A Uber reforçou ainda que segue a legislação brasileira, e que todos os pagamentos devidos ao município de São Paulo foram e são efetuados à Prefeitura em conformidade com a regulação. Segundo a empresa, desde que chegou à cidade, já contribuiu com mais de R$ 1 bilhão de reais em tributos e taxas municipais.

A 99 disse que A 99 recebeu e informa que analisará o relatório. "A empresa destaca que cumpre integralmente a legislação vigente e está rigorosamente em dia com pagamentos de todos os tributos, como ficou comprovado inúmeras vezes diante da Comissão. Como ocorreu durante todo o funcionamento da CPI, a 99 segue à disposição para prestar quaisquer esclarecimentos que sejam necessários e para debater com as autoridades quaisquer aprimoramentos na regulação do transporte privado individual de passageiros por aplicativos que resultem em melhores condições para os passageiros, os motoristas e as cidades em que opera".
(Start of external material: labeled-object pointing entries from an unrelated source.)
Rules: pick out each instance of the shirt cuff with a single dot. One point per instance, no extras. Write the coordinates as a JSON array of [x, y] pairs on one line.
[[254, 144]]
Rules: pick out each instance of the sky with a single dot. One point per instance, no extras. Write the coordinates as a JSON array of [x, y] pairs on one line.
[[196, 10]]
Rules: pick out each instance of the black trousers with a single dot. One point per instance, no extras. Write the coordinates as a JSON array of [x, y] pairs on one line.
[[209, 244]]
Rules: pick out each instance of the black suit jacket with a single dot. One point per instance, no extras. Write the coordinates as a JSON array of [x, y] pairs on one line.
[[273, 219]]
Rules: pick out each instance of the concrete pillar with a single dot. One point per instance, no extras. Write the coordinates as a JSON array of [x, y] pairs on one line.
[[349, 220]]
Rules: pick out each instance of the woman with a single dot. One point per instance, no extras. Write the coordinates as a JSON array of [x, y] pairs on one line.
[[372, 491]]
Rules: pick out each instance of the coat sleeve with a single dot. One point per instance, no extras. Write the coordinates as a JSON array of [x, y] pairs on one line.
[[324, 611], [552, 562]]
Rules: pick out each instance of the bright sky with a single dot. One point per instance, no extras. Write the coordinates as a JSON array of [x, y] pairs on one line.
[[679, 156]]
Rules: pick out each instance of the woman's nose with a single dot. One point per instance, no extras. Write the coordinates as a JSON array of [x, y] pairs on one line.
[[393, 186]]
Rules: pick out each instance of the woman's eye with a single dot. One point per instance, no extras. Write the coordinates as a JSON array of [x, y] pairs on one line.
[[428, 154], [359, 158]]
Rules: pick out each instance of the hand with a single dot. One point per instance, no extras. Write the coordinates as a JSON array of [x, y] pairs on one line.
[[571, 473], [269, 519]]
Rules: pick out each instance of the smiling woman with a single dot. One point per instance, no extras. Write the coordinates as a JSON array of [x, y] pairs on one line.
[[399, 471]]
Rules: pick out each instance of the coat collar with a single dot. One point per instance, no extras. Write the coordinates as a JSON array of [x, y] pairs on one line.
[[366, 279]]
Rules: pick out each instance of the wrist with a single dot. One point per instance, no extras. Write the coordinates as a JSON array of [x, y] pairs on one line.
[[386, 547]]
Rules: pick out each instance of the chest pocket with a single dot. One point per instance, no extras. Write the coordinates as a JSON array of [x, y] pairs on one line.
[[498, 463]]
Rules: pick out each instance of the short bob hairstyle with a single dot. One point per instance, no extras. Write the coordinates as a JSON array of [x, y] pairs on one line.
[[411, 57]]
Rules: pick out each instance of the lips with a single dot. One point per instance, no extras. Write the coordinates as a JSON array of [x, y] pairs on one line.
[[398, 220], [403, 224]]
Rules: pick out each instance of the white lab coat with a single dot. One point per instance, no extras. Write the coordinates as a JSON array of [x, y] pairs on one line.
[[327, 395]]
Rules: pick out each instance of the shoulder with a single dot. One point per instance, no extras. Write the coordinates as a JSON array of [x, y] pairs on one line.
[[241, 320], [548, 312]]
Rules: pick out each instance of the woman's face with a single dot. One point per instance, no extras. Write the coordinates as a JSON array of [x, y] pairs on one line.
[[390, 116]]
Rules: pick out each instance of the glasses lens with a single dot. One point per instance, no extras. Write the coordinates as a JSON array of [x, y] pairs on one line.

O Rappi disse que "é uma plataforma de intermediação de serviços multiverticais de três pontas - consumidores, estabelecimentos e entregadores independentes -, fortemente baseada em tecnologia, que é o que gera escalabilidade nos nove países em que operamos".

Além disso, afirmou que recolhe todos os seus impostos de acordo com a legislação vigente e possui decisão favorável da Justiça do Trabalho da 2a Região pela inexistência de vínculo da plataforma com entregadores (decisão da Ação Civil Pública movida pelo Ministério Público do Trabalho contra o Rappi).

"Além disso, consideramos importante o debate a respeito da relação entre entregadores e plataformas, e estamos disponíveis ao diálogo e para contribuir com eventuais propostas que venham a surgir, tanto na Câmara Municipal quanto no Congresso Nacional", disse por meio de nota.